Grohar Patrick J, Glod John, Peer Cody J, Sissung Tristan M, Arnaldez Fernanda I, Long Lauren, Figg William D, Whitcomb Patricia, Helman Lee J, Widemann Brigitte C
Pediatric Oncology Branch, Center for Cancer Research, National Cancer Institute, Bethesda, MD, USA.
Department of Pediatrics, Van Andel Research Institute, Helen DeVos Children's Hospital, Michigan State University, East Lansing, USA.
Cancer Chemother Pharmacol. 2017 Sep;80(3):645-652. doi: 10.1007/s00280-017-3382-x. Epub 2017 Jul 22.
In a preclinical drug screen, mithramycin was identified as a potent inhibitor of the Ewing sarcoma EWS-FLI1 transcription factor. We conducted a phase I/II trial to determine the dose-limiting toxicities (DLT), maximum tolerated dose (MTD), and pharmacokinetics (PK) of mithramycin in children with refractory solid tumors, and the activity in children and adults with refractory Ewing sarcoma.
Mithramycin was administered intravenously over 6 h once daily for 7 days for 28 day cycles. Adult patients (phase II) initially received mithramycin at the previously determined recommended dose of 25 µg/kg/dose. The planned starting dose for children (phase I) was 17.5 µg/kg/dose. Plasma samples were obtained for mithramycin PK analysis.
The first two adult patients experienced reversible grade 4 alanine aminotransferase (ALT)/aspartate aminotransferase (AST) elevation exceeding the MTD. Subsequent adult patients received mithramycin at 17.5 µg/kg/dose, and children at 13 µg/kg/dose with dexamethasone pretreatment.
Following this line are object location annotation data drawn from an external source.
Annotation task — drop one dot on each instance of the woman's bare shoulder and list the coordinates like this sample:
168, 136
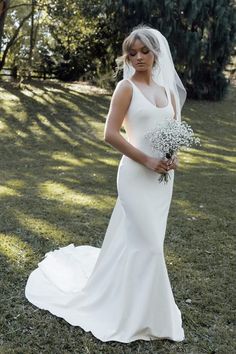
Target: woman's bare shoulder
124, 84
124, 89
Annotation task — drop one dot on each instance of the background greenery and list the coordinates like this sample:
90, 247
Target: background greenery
80, 39
57, 186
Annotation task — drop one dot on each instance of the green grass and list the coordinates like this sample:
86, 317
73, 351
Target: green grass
58, 186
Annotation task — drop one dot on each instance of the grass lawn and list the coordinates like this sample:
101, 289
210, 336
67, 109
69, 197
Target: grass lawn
58, 186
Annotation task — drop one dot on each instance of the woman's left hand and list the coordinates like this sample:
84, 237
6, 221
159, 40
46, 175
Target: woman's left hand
173, 163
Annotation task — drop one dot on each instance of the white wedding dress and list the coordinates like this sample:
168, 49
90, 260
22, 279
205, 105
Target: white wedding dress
122, 291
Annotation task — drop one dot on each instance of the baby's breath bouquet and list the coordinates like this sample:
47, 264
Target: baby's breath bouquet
170, 138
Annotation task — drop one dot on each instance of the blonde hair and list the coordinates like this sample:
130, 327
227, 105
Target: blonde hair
143, 33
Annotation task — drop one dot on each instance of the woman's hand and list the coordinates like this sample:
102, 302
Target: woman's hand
173, 163
157, 165
162, 166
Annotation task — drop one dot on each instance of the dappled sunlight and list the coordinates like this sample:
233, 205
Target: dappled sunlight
188, 210
69, 159
59, 192
15, 183
41, 227
14, 248
8, 192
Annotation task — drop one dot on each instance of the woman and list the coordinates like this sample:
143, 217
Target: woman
122, 292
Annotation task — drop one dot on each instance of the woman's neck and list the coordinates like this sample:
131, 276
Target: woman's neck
144, 77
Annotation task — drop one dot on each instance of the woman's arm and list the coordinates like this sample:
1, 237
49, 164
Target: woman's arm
118, 108
173, 103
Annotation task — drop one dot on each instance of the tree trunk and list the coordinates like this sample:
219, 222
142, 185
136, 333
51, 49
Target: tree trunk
13, 40
4, 5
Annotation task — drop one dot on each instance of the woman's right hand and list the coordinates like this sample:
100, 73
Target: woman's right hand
157, 165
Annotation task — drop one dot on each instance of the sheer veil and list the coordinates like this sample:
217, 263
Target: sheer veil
164, 73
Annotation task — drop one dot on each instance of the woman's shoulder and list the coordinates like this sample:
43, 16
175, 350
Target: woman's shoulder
124, 88
124, 84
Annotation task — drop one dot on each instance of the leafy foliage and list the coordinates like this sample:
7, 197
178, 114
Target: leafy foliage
79, 39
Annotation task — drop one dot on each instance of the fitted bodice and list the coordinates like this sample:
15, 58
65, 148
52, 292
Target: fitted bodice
143, 116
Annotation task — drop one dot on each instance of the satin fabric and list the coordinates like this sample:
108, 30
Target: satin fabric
121, 291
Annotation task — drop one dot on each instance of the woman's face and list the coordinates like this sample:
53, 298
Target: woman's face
140, 56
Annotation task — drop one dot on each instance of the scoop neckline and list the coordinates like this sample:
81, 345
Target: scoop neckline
155, 106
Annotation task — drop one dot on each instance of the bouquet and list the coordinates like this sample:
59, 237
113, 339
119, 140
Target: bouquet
170, 138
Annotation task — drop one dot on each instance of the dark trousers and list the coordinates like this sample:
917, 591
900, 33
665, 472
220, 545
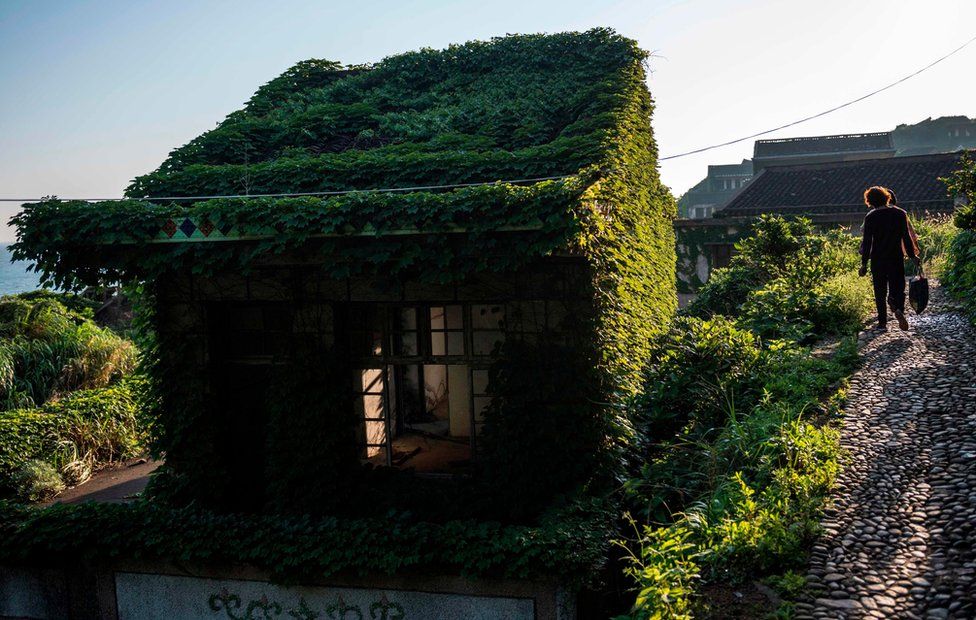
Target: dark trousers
888, 277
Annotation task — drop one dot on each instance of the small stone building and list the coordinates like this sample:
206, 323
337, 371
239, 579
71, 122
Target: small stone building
352, 273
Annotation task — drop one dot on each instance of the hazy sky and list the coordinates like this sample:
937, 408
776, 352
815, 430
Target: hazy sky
95, 93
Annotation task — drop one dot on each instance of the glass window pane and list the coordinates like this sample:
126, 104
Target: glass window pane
405, 344
370, 380
455, 343
485, 342
479, 379
437, 317
407, 319
487, 316
480, 404
453, 316
438, 343
370, 405
245, 318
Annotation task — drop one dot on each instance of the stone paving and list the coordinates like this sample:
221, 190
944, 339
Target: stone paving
900, 538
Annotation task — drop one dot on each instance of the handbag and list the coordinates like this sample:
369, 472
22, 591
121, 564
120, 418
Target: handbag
918, 291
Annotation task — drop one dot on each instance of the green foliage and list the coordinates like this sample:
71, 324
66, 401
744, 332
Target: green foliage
959, 275
935, 235
664, 566
37, 480
959, 272
738, 449
312, 450
92, 426
25, 435
698, 366
569, 545
962, 183
538, 219
789, 281
544, 433
47, 350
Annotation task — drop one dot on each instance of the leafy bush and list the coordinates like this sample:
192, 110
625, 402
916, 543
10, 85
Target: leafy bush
539, 389
88, 426
959, 272
569, 545
741, 495
836, 306
789, 281
37, 480
664, 566
47, 350
935, 235
699, 367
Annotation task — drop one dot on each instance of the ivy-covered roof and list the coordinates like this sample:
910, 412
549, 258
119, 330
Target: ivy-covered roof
508, 111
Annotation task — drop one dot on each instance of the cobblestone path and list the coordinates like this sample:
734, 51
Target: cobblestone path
900, 538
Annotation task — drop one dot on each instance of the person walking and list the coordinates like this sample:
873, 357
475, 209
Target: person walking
886, 240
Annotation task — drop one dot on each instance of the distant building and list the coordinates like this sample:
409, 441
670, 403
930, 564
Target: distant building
715, 190
832, 191
941, 135
829, 193
814, 149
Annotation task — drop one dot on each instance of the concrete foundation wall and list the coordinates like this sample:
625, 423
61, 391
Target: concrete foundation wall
148, 591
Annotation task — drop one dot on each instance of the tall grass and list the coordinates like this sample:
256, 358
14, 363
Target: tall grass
935, 235
47, 350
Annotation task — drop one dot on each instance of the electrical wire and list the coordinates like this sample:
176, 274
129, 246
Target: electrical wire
825, 112
534, 180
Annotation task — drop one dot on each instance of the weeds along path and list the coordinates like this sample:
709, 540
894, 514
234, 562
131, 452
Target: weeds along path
900, 538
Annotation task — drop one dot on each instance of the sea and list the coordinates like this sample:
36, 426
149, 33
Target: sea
14, 277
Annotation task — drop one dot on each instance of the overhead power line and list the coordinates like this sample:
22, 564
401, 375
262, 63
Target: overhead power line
533, 180
416, 188
825, 112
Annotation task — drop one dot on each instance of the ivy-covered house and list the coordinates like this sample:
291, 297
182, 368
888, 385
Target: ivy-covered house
416, 285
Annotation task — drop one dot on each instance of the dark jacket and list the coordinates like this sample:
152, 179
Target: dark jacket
887, 235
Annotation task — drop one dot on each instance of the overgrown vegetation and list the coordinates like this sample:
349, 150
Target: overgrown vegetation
959, 272
569, 545
739, 449
790, 281
66, 405
47, 350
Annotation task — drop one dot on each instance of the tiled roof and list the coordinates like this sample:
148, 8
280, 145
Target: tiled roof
814, 145
837, 187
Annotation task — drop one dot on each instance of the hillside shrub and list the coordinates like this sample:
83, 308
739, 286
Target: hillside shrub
735, 417
47, 350
569, 545
959, 272
935, 235
743, 499
790, 281
37, 480
87, 427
None of the four subsequent adult and two pediatric patients experienced cycle 1 DLT. No clinical responses were observed. The average maximal mithramycin plasma concentration in four patients was 17.8 ± 4.6 ng/mL. This is substantially below the sustained mithramycin concentrations ≥50 nmol/L required to suppress EWS-FLI1 transcriptional activity in preclinical studies. Due to inability to safely achieve the desired mithramycin exposure, the trial was closed to enrollment.
Hepatotoxicity precluded the administration of a mithramycin at a dose required to inhibit EWS-FLI1. Evaluation of mithramycin in patients selected for decreased susceptibility to elevated transaminases may allow for improved drug exposure.
在一项临床前药物筛选中,光辉霉素被鉴定为尤文肉瘤EWS-FLI1转录因子的有效抑制剂。我们开展了一项I/II期试验,以确定光辉霉素在难治性实体瘤儿童中的剂量限制性毒性(DLT)、最大耐受剂量(MTD)和药代动力学(PK),以及在难治性尤文肉瘤儿童和成人中的活性。
光辉霉素静脉滴注6小时,每日1次,共7天,每28天为一个周期。成年患者(II期)最初接受光辉霉素,剂量为先前确定的推荐剂量25μg/kg/剂量。儿童(I期)的计划起始剂量为17.5μg/kg/剂量。采集血浆样本进行光辉霉素PK分析。
前两名成年患者出现可逆性4级丙氨酸氨基转移酶(ALT)/天冬氨酸氨基转移酶(AST)升高,超过了MTD。随后的成年患者接受17.5μg/kg/剂量的光辉霉素,儿童接受13μg/kg/剂量并进行地塞米松预处理。随后的4名成年患者和2名儿科患者均未出现1周期DLT。未观察到临床反应。4名患者的平均最大光辉霉素血浆浓度为17.8±4.6 ng/mL。这大大低于临床前研究中抑制EWS-FLI转录活性所需的≥50 nmol/L的持续光辉霉素浓度。由于无法安全达到所需的光辉霉素暴露量,该试验停止入组。
肝毒性妨碍了以抑制EWS-FLI1所需的剂量给予光辉霉素。对转氨酶升高敏感性降低的患者进行光辉霉素评估可能会改善药物暴露。